Print cost metrics as data size #11443

kokosing · 2018-09-07T06:02:19Z

Print cost metrics as data size

kokosing · 2018-09-07T06:03:38Z

More or less cost is the amount of data to be processed by cpu, sent through network, stored in memory. Displaying them in data size units makes it more readable. Especially when comparing big numbers.

sopel39 · 2018-09-07T08:03:43Z

More or less cost is the amount of data to be processed by cpu

In case of CPU that would rather be something like number of cycles (e.g: artificial unit of measure representing how heavy computation is). That it is currently more or less amount of data processed is a limitation of the model. We should put different weights on different operations (e.g: hash computation, hash lookup, etc).. @rschlussel

findepi

I am OK with the change, but mind @sopel39 's comment.

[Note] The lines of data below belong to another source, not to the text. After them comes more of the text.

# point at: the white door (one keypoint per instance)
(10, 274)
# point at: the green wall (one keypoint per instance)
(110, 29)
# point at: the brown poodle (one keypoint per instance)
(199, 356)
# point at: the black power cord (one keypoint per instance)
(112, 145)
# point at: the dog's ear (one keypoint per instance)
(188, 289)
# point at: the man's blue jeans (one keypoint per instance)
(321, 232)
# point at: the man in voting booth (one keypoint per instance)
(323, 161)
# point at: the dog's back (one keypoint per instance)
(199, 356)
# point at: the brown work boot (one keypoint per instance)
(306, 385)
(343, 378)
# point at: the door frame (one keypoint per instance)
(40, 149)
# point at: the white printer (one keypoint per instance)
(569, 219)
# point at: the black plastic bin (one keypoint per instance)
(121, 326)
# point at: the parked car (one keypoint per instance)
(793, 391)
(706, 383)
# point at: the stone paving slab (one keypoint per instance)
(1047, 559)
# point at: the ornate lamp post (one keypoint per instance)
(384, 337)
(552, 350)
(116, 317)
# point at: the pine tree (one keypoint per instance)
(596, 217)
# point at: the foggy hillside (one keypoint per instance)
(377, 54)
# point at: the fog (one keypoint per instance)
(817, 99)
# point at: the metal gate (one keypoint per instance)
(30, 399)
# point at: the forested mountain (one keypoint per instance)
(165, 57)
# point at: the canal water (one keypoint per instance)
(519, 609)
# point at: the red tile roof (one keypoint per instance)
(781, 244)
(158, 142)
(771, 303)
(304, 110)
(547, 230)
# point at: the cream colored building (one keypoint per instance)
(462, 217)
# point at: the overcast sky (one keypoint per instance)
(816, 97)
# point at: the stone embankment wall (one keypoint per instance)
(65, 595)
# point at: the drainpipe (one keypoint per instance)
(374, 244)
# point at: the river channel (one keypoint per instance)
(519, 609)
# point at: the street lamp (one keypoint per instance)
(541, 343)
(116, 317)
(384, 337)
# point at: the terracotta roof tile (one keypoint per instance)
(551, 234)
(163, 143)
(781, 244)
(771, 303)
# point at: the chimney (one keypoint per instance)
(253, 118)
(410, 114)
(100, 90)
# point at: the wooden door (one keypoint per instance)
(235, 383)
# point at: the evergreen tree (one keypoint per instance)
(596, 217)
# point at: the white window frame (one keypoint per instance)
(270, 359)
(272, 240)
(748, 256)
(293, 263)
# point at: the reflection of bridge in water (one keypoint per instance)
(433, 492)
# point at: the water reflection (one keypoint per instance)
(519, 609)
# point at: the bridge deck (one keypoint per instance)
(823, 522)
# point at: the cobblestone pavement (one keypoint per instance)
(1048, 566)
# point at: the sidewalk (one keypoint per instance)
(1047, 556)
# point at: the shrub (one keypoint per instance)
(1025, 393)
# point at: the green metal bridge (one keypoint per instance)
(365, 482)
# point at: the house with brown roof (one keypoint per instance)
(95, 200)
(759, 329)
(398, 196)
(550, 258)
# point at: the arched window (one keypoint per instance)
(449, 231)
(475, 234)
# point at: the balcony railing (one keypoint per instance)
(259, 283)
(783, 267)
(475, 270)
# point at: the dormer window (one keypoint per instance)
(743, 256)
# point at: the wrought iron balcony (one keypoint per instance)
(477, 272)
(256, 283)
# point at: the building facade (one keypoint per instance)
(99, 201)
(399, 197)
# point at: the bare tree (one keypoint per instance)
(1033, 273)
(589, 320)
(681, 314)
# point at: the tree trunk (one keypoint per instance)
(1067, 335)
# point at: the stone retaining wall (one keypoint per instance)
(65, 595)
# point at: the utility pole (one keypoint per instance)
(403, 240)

findepi · 2018-09-07T10:01:57Z

presto-main/src/main/java/com/facebook/presto/sql/planner/planPrinter/PlanPrinter.java

+        }
+
+        return "?";
+


presto-main/src/main/java/com/facebook/presto/sql/planner/planPrinter/PlanPrinter.java

kokosing · 2018-10-29T05:37:53Z

Output example:

     - CrossJoin => [nationkey:bigint, name:varchar(25), regionkey:bigint, comment:varchar(152), orderkey:bigint, partkey:bigint, suppkey:bigint, linenumber:i
             Distribution: REPLICATED
             Cost: {rows: 150030375 (33.53GB), cpu: 34.99G, memory: 747.67MB, network: 747.67MB}
         - TableScan[tpch:tpch:nation:sf1.0, grouped = false] => [nationkey:bigint, name:varchar(25), regionkey:bigint, comment:varchar(152)]
                 Cost: {rows: 25 (2.67kB), cpu: 2.67k, memory: 0B, network: 0B}
                 nationkey := tpch:nationkey
                 regionkey := tpch:regionkey
                 name := tpch:name
                 comment := tpch:comment
         - LocalExchange[SINGLE] () => orderkey:bigint, partkey:bigint, suppkey:bigint, linenumber:integer, quantity:double, extendedprice:double, discount:do
                 Cost: {rows: 6001215 (747.67MB), cpu: 747.67M, memory: 0B, network: 747.67MB}
             - RemoteSource[2] => [orderkey:bigint, partkey:bigint, suppkey:bigint, linenumber:integer, quantity:double, extendedprice:double, discount:double
                     Cost: {rows: 6001215 (747.67MB), cpu: 747.67M, memory: 0B, network: 747.67MB}

kokosing · 2018-10-29T05:40:26Z

Currently (without using units) the above example looks like:

     - CrossJoin => [nationkey:bigint, name:varchar(25), regionkey:bigint, comment:varchar(152), orderkey:bigint, partkey:bigint, suppkey:bigint, linenumber:i
             Distribution: REPLICATED
             Cost: {rows: 150030375 (33.53GB), cpu: 37575027902.00, memory: 783988912.00, network: 783988912.00}
         - TableScan[tpch:tpch:nation:sf1.0, grouped = false] => [nationkey:bigint, name:varchar(25), regionkey:bigint, comment:varchar(152)]
                 Cost: {rows: 25 (2.67kB), cpu: 2734.00, memory: 0.00, network: 0.00}
                 nationkey := tpch:nationkey
                 regionkey := tpch:regionkey
                 name := tpch:name
                 comment := tpch:comment
         - LocalExchange[SINGLE] () => orderkey:bigint, partkey:bigint, suppkey:bigint, linenumber:integer, quantity:double, extendedprice:double, discount:do
                 Cost: {rows: 6001215 (747.67MB), cpu: 783988912.00, memory: 0.00, network: 783988912.00}
             - RemoteSource[2] => [orderkey:bigint, partkey:bigint, suppkey:bigint, linenumber:integer, quantity:double, extendedprice:double, discount:double
                     Cost: {rows: 6001215 (747.67MB), cpu: 783988912.00, memory: 0.00, network: 783988912.00}

Thanks to this PR the EXPLAIN output is much more readable.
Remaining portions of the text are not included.